Zijn huisartsen écht tevreden over de kaderwet?
Het voorontwerp van de nieuwe kaderwet zet de hele artsenwereld op scherp. Huisartsen, specialisten, jonge artsen en syndicaten trekken aan de alarmbel: deze hervorming raakt het hart van de medische praktijk, autonomie en financiering. Er groeit een breed front van onvrede en bezorgdheid onder álle artsen, ongeacht discipline of statuut.
Tegen die achtergrond verscheen recent dan ook een opvallend bericht in de pers: “Huisartsen net tevreden met plan. De woede over Vandenbrouckes aanpak zit vooral bij de specialisten.” Maar is dat het hele verhaal? Wordt de werkelijke impact van de kaderwet voor huisartsen voldoende onderkend?
Als grootste artsenvereniging wil BVAS u als huisarts correct en volledig informeren over wat het voorontwerp van deze kaderwet écht betekent voor uw praktijk:
- Geen partiële conventionering meer mogelijk
De kaderwet maakt een gedeeltelijke toetreding tot het akkoord onmogelijk. In ruil zouden geconventioneerde artsen wél de mogelijkheid krijgen om in uitzonderlijke gevallen “richttarieven” toe te passen – dat wil zeggen: een beperkte toegestane honoraria-overschrijding die in het akkoord wordt vastgelegd. Maar volgens de kaderwet geldt dit uitsluitend voor zeer uitzonderlijke situaties, zoals innovatieve zorgvormen of ingrepen waarvoor de nomenclatuur zwaar verouderd is.Voor huisartsen zullen deze richttarieven in de praktijk wellicht niet van toepassing zijn. Van méér vrijheid voor geconventioneerde huisartsen zal dan ook wellicht amper sprake zijn.
- Premies exclusief voor geconventioneerde huisartsen
In de kaderwet hebben enkel nog geconventioneerde artsen recht op bepaalde premies. Deze koppeling heeft uitsluitend gevolgen voor huisartsen. Zo zullen de praktijkpremie (max. € 6.000), de GMD-starterspremie (€ 4.256) de tegemoetkomingen zorgcontinuïteit (€ 5.000 – € 7.500) of praktijkbeheer (€ 3.796 – € 6.327) en het sociaal statuut (€ 6.078,26) alleen nog worden toegekend aan huisartsen die volledig geconventioneerd zijn.Kortom, een gedeconventioneerde huisarts dreigt zo jaarlijks meer dan € 20.000 mis te lopen.
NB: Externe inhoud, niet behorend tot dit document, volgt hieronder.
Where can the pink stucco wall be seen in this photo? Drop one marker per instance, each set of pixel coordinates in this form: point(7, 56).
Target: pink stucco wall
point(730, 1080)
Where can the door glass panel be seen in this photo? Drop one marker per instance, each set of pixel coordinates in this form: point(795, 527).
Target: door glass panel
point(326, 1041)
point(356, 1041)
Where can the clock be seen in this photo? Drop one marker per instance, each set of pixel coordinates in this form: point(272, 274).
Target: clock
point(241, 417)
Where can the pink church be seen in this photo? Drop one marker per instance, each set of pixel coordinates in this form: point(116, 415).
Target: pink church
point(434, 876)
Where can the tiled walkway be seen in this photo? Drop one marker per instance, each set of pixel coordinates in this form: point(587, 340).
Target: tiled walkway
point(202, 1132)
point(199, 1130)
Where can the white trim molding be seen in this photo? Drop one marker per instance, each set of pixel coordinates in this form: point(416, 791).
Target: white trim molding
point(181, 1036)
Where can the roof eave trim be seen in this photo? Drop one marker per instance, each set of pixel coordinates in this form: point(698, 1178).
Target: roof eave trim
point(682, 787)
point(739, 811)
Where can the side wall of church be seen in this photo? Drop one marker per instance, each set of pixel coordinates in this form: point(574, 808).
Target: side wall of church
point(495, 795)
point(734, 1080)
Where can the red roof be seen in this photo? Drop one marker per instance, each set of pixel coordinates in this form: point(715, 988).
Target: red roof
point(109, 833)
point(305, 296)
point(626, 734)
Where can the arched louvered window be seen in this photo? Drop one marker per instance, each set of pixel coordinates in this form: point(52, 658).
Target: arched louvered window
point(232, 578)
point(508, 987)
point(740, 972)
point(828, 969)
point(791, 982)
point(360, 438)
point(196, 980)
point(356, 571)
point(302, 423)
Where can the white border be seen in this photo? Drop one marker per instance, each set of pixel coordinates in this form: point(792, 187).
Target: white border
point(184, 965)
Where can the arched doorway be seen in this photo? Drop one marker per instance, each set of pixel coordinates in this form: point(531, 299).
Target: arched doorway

- Strikte beperking van supplementen
Bovenop het verlies aan tegemoetkomingen, beperkt de kaderwet ook sterk het aanrekenen van supplementen. Door een vorige wet van minister Vandenbroucke zijn vanaf 1 januari 2026 supplementen verboden bij àlle patiënten met verhoogde tegemoetkoming. Vanaf 1 januari 2028 worden in de kaderwet daarbovenop supplementen voor alle patiënten beperkt tot maximaal 25% van het ereloon. Supplementen kunnen bovendien beperkt worden tot het intellectuele gedeelte van de prestaties.De financiële alternatieven voor gedeconventioneerde huisartsen worden zo goed als volledig uitgehold.
- Premies en indexering afhankelijk van inwerkingtreding akkoord
Toekenning van de indexmassa en conventiegebonden premies is enkel mogelijk als minstens 50% van de huisartsen én 50% van de specialisten toetreden tot het akkoord (en minstens 60% van alle artsen conventioneert). Beslist één groep massaal om niet toe te treden, dan verliest ook u, als geconventioneerde huisarts, toegang tot indexering én premies.Door de premies uitsluitend voor te behouden aan geconventioneerde artsen dreigt het beleid in de toekomst artsengroepen tegen elkaar uit te spelen. Uw inkomen hangt zo deels af van keuzes waarop u zelf géén vat heeft.
Bij BVAS staat de belangenverdediging van alle artsen centraal – ongeacht hun specialisatie, praktijkvorm of statuut.
Wij laten ons niet leiden door politieke compromissen of overheidsdruk, maar door de realiteit van uw praktijk en het behoud van uw professionele autonomie. Voor huisartsen is deze kaderwet géén stap vooruit, maar een ingrijpende beperking van uw keuzemogelijkheden, financiële ruimte en zelfstandigheid.